Do repair costs factor into this?

Yes! If a car generally costs more to repair than other vehicles then insurance companies will take that into account when insuring you, because of collision coverage. Collision coverage is insurance that covers damages to you and the other party if you’re at fault in the case of an accident.

What if I don’t get into accidents?

Yes, obviously this won’t higher your insurance. But more importantly, make sure that the type of car you’re driving doesn’t get into accidents often either. If you’re driving a sports-car, chances are it’ll be expensive to insure because people with sports-cars are generally known to not be the *safest* drivers. It is what it is.

Tech + Safety = Cheap Insurance

The cars that are generally better and cheaper to insure are the cars with the most safety features. This is because it shows insurance companies that safety is a priority to the driver of the vehicle, making the assumption that the safer the driver, the less accidents they’ll get into. Safety features like radar, pre collision breaks, and OnStar are generally features insurance companies will trust you more with and cut you some slack on insurance costs.

There are also a bunch of miscellaneous factors that go into determining an insurance price. People who drive certain cars are statistically more likely to get into accidents with their cars, so a lot of the time insurance companies will, quite literally, judge a book by its cover.

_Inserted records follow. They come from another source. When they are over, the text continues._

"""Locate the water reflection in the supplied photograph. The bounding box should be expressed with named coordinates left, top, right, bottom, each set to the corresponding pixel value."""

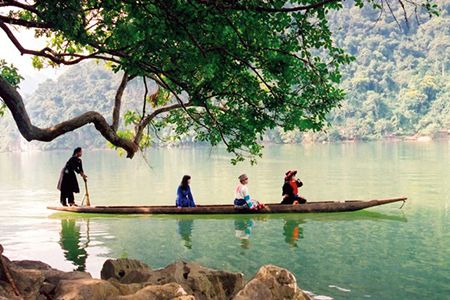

left=283, top=219, right=305, bottom=247
left=59, top=219, right=89, bottom=271
left=234, top=219, right=255, bottom=249
left=177, top=219, right=194, bottom=249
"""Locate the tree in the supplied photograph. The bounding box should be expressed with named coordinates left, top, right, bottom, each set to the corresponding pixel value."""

left=0, top=0, right=436, bottom=162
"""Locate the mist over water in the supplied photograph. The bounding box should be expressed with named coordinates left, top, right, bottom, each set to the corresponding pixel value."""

left=0, top=142, right=450, bottom=299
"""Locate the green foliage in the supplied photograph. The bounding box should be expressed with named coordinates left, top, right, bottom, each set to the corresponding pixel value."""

left=0, top=59, right=23, bottom=88
left=23, top=0, right=362, bottom=160
left=0, top=0, right=444, bottom=156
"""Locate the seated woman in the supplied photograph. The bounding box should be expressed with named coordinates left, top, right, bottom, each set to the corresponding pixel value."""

left=234, top=174, right=264, bottom=210
left=281, top=170, right=306, bottom=204
left=175, top=175, right=195, bottom=207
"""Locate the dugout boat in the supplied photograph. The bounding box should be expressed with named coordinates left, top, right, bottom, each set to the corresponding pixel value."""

left=47, top=197, right=407, bottom=215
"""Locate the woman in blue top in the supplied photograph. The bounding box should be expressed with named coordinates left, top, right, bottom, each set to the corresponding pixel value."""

left=175, top=175, right=195, bottom=207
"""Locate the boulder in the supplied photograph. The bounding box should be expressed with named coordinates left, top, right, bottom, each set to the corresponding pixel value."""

left=53, top=278, right=120, bottom=300
left=9, top=264, right=45, bottom=299
left=108, top=278, right=144, bottom=295
left=142, top=261, right=244, bottom=299
left=118, top=283, right=195, bottom=300
left=100, top=258, right=151, bottom=283
left=233, top=265, right=310, bottom=300
left=42, top=269, right=92, bottom=286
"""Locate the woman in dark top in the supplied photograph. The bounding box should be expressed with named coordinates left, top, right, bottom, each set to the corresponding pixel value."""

left=58, top=147, right=87, bottom=206
left=281, top=170, right=306, bottom=204
left=175, top=175, right=195, bottom=207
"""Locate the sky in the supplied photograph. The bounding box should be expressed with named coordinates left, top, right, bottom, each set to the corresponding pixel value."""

left=0, top=27, right=67, bottom=96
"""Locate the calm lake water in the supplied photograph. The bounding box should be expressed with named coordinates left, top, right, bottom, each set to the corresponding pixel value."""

left=0, top=141, right=450, bottom=299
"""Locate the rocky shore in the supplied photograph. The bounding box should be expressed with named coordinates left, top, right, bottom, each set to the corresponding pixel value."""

left=0, top=245, right=310, bottom=300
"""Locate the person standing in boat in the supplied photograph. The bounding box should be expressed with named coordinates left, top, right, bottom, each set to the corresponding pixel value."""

left=281, top=170, right=306, bottom=204
left=58, top=147, right=87, bottom=206
left=175, top=175, right=195, bottom=207
left=234, top=174, right=264, bottom=210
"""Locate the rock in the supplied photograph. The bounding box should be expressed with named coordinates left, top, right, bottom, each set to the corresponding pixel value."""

left=54, top=278, right=120, bottom=300
left=9, top=264, right=45, bottom=299
left=39, top=282, right=56, bottom=297
left=0, top=281, right=23, bottom=300
left=118, top=283, right=195, bottom=300
left=233, top=265, right=310, bottom=300
left=108, top=278, right=144, bottom=295
left=42, top=269, right=92, bottom=286
left=100, top=258, right=151, bottom=283
left=146, top=261, right=244, bottom=299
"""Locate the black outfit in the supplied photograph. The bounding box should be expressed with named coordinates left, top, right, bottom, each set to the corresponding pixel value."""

left=60, top=156, right=83, bottom=206
left=59, top=219, right=89, bottom=271
left=281, top=180, right=306, bottom=204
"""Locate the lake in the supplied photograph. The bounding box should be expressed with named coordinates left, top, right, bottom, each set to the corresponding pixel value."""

left=0, top=141, right=450, bottom=299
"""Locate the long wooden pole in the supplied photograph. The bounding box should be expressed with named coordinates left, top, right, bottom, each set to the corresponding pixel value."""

left=84, top=178, right=91, bottom=206
left=0, top=245, right=20, bottom=296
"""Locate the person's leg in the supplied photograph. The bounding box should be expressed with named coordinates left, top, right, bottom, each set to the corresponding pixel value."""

left=59, top=192, right=67, bottom=206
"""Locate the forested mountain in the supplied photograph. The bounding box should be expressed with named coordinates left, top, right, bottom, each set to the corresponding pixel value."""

left=0, top=0, right=450, bottom=150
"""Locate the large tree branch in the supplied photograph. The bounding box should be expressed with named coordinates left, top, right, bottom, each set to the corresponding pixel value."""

left=0, top=16, right=51, bottom=29
left=0, top=77, right=139, bottom=158
left=0, top=20, right=119, bottom=65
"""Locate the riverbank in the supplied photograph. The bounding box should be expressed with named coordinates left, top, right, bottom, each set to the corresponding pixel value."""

left=0, top=245, right=311, bottom=300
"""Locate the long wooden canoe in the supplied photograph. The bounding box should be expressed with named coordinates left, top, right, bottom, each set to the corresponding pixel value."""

left=47, top=197, right=407, bottom=215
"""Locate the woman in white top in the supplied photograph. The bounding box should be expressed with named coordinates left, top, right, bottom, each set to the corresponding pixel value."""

left=234, top=174, right=264, bottom=210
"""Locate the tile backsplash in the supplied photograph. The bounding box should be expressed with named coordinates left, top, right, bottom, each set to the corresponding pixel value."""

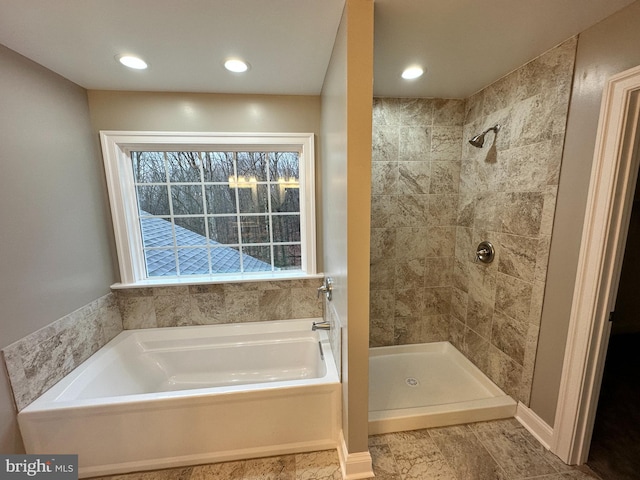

left=2, top=293, right=122, bottom=411
left=2, top=279, right=323, bottom=411
left=114, top=279, right=323, bottom=330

Cars to avoid leasing because of expensive insurance:

  • Mitsubishi Lancer
  • Cadillac Escalade
  • Mercedes C class
  • Hyundai Genesis
  • Porsche Panamera
  • Dodge Charger
  • BMW X5
  • Mitsubishi Eclipse

Cars to lease because of inexpensive insurance:

  • Jeep Wrangler Sport
  • Jeep Compass Sport
  • Honda Odyssey
  • Ford Escape
  • Honda CR-V
  • Toyota 4-Runner
  • Subaru Outback

Basically…

Insurance companies are essentially trying to guess what kind of driver you are based on the car you’re driving. Therefore, if you’re driving a bigger sedan or a minivan, insurance companies will assume you’re a family-oriented person who needs the space for more people and will therefore assume that you’d be a safe driver because of that. Contrastingly, if you’re driving a convertible or a sports-car, insurance companies will assume you’re the type of person who likes to drive fast and the safety priority becomes questionable.

It all depends on what you’re communicating to your insurance company by driving the car you’re driving and what kind of category it puts you under. Whether it’s accurate is irrelevant.